Department of Medicine, School of Clinical Medicine, University of Cambridge, Cambridge, United Kingdom.
J Immunol. 2010 Jul 15;185(2):1093-102. doi: 10.4049/jimmunol.1000789. Epub 2010 Jun 7.
Human CMV (HCMV) encodes multiple genes that control NK cell activation and cytotoxicity. Some of these HCMV-encoded gene products modulate NK cell activity as ligands expressed at the cell surface that engage inhibitory NK cell receptors, whereas others prevent the infected cell from upregulating ligands that bind to activating NK cell receptors. A major activating NKR is the homodimeric NKG2D receptor, which has eight distinct natural ligands in humans. It was shown that HCMV is able to prevent the surface expression of five of these ligands (MIC A/B and ULBP1, 2, and 6). In this article, we show that the HCMV gene product UL142 can prevent cell surface expression of ULBP3 during infection. We further show that UL142 interacts with ULBP3 and mediates its intracellular retention in a compartment that colocalizes with markers of the cis-Golgi complex. In doing so, UL142 prevents ULBP3 trafficking to the surface and protects transfected cells from NK-mediated cytotoxicity. This is the first description of a viral gene able to mediate downregulation of ULBP3.

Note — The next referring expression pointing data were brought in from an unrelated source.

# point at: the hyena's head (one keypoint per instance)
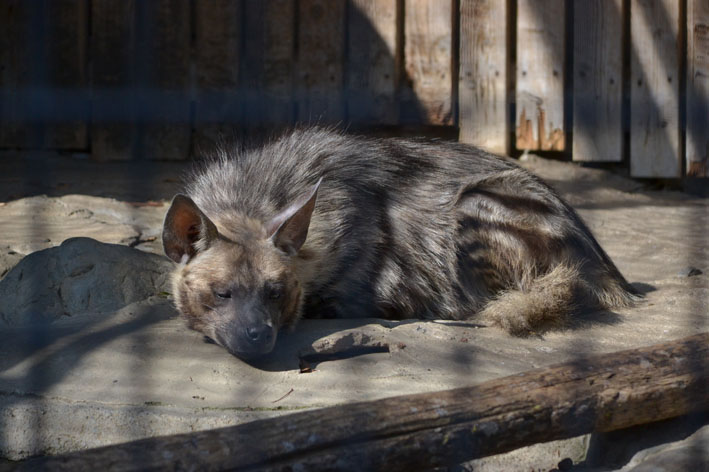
(237, 284)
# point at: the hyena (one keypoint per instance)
(320, 224)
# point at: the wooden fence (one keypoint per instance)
(600, 80)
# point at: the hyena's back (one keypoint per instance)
(406, 229)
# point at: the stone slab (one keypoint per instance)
(138, 371)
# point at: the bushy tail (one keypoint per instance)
(549, 300)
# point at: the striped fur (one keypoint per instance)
(400, 229)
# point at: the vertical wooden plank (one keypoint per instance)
(269, 62)
(598, 73)
(321, 45)
(164, 70)
(428, 60)
(540, 75)
(67, 28)
(372, 62)
(698, 88)
(217, 53)
(112, 49)
(482, 90)
(14, 74)
(654, 88)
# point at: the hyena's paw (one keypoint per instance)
(545, 304)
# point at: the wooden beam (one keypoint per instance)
(540, 75)
(482, 89)
(416, 432)
(321, 48)
(269, 63)
(217, 48)
(67, 30)
(598, 78)
(112, 49)
(697, 88)
(654, 89)
(429, 62)
(164, 72)
(372, 62)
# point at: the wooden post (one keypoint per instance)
(482, 89)
(217, 46)
(67, 29)
(113, 118)
(321, 46)
(429, 62)
(373, 62)
(14, 74)
(697, 88)
(598, 77)
(654, 89)
(540, 75)
(423, 431)
(164, 72)
(269, 62)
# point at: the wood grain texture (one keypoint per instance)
(15, 123)
(217, 52)
(269, 62)
(423, 431)
(482, 89)
(429, 62)
(112, 49)
(697, 88)
(67, 25)
(372, 62)
(320, 73)
(654, 89)
(540, 75)
(597, 84)
(164, 75)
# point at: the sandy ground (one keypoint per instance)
(91, 380)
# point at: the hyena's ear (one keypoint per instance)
(184, 226)
(289, 228)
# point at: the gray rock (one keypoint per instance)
(689, 272)
(689, 454)
(8, 259)
(78, 277)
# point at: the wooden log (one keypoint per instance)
(112, 49)
(416, 432)
(217, 48)
(540, 75)
(321, 47)
(373, 62)
(482, 83)
(429, 62)
(269, 63)
(697, 88)
(598, 77)
(654, 89)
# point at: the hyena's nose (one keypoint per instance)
(260, 334)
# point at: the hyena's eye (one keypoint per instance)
(274, 291)
(223, 294)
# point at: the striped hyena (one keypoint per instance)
(317, 223)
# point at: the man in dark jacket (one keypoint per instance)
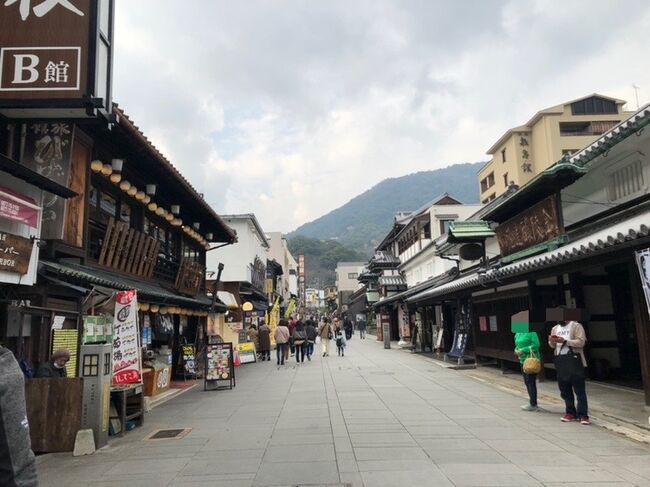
(310, 328)
(55, 367)
(17, 463)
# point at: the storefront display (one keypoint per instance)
(219, 366)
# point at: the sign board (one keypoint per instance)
(68, 339)
(643, 261)
(56, 49)
(219, 366)
(537, 224)
(247, 353)
(189, 359)
(126, 346)
(189, 277)
(15, 253)
(18, 208)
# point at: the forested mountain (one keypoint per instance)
(361, 223)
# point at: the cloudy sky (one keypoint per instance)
(288, 109)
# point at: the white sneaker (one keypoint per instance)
(528, 407)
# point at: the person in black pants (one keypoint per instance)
(300, 341)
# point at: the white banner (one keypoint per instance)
(126, 346)
(643, 261)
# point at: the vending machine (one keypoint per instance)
(95, 368)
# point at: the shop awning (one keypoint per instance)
(228, 299)
(614, 235)
(32, 177)
(80, 274)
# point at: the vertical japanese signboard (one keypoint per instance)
(126, 346)
(643, 261)
(56, 49)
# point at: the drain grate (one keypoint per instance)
(168, 434)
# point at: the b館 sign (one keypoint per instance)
(55, 57)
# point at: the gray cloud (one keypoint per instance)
(289, 109)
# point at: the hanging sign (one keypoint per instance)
(126, 346)
(643, 261)
(18, 208)
(15, 253)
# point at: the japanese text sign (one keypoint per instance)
(126, 349)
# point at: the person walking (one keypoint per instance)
(292, 326)
(325, 333)
(310, 329)
(347, 326)
(568, 341)
(299, 341)
(361, 326)
(341, 342)
(527, 346)
(281, 340)
(17, 462)
(264, 337)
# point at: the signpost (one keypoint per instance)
(219, 367)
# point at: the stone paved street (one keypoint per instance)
(374, 418)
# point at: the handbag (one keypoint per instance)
(532, 365)
(569, 367)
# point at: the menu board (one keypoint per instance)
(189, 360)
(219, 364)
(247, 353)
(126, 346)
(69, 340)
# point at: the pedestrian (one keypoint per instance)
(292, 326)
(527, 346)
(281, 339)
(361, 325)
(55, 367)
(568, 341)
(347, 326)
(299, 341)
(264, 337)
(17, 462)
(325, 333)
(341, 342)
(310, 329)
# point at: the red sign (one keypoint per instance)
(15, 207)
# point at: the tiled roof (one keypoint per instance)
(392, 281)
(79, 273)
(614, 235)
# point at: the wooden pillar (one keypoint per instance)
(642, 327)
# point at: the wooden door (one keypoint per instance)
(73, 230)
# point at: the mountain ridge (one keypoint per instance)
(360, 223)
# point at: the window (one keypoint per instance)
(626, 181)
(592, 106)
(570, 129)
(444, 226)
(487, 182)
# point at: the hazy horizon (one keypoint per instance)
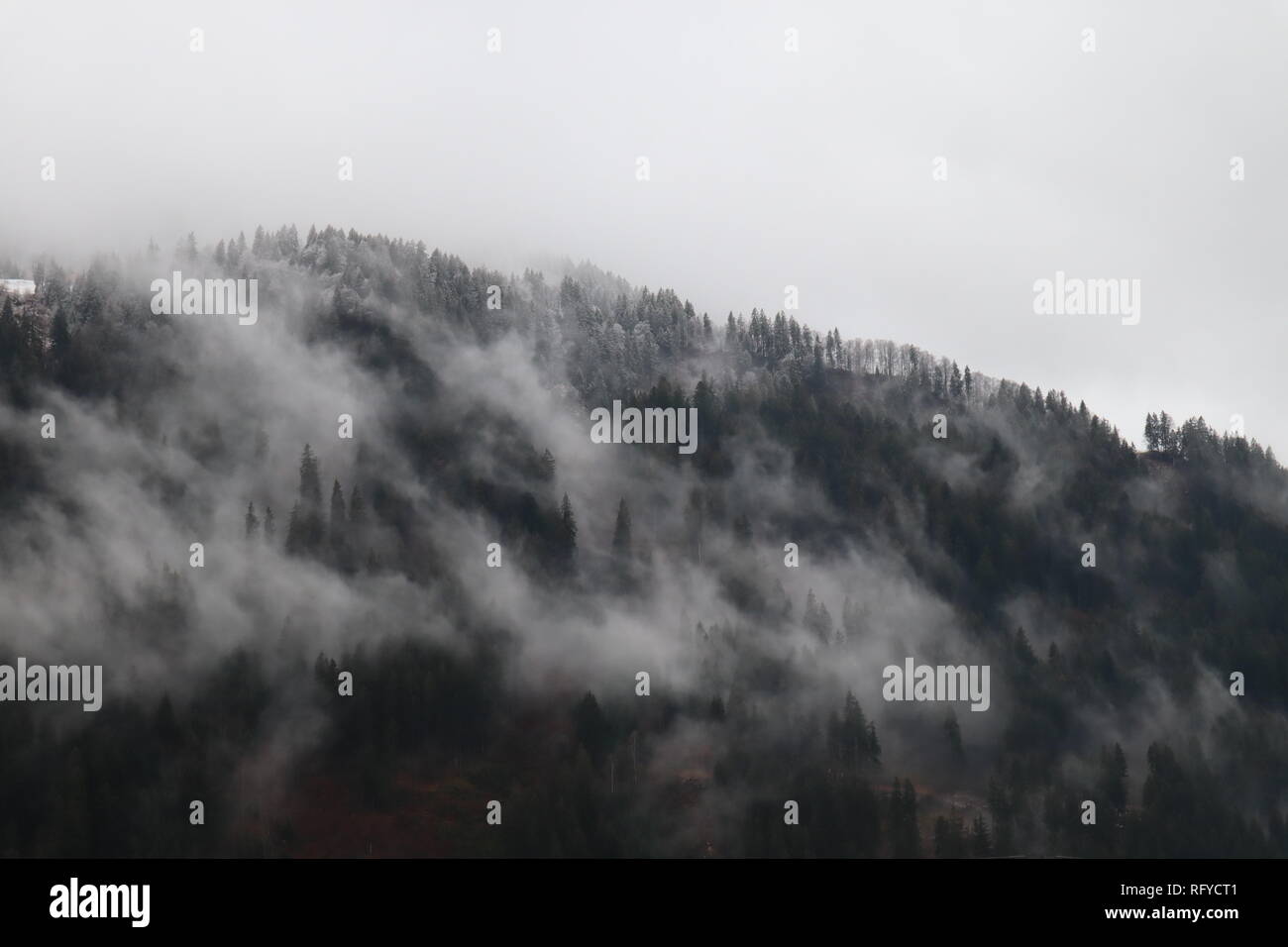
(768, 167)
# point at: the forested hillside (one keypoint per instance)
(850, 502)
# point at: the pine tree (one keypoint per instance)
(568, 532)
(339, 521)
(1150, 432)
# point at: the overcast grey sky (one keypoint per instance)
(768, 167)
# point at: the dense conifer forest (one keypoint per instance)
(489, 585)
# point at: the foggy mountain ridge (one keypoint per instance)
(471, 427)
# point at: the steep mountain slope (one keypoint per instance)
(850, 504)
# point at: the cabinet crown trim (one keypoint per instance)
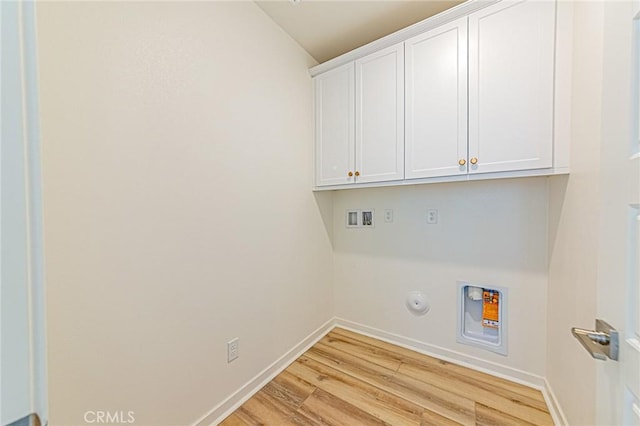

人巨细胞病毒 (HCMV) 编码多种基因,这些基因控制 NK 细胞的激活和细胞毒性。其中一些 HCMV 编码的基因产物作为细胞表面表达的配体调节 NK 细胞的活性,这些配体与抑制性 NK 细胞受体结合,而其他基因产物则阻止被感染的细胞上调与激活 NK 细胞受体结合的配体。主要的激活性 NKR 是二聚体 NKG2D 受体,人类中有 8 种不同的天然配体。研究表明,HCMV 能够阻止其中 5 种配体(MIC A/B 和 ULBP1、2 和 6)的表面表达。在本文中,我们表明 HCMV 基因产物 UL142 可以在感染过程中阻止 ULBP3 的细胞表面表达。我们进一步表明,UL142 与 ULBP3 相互作用,并将其在与顺式高尔基体复合物标志物共定位的细胞内隔室中保留下来。通过这种方式,UL142 阻止了 ULBP3 的转运到表面,并保护转染细胞免受 NK 介导的细胞毒性。这是第一个描述能够介导 ULBP3 下调的病毒基因的文章。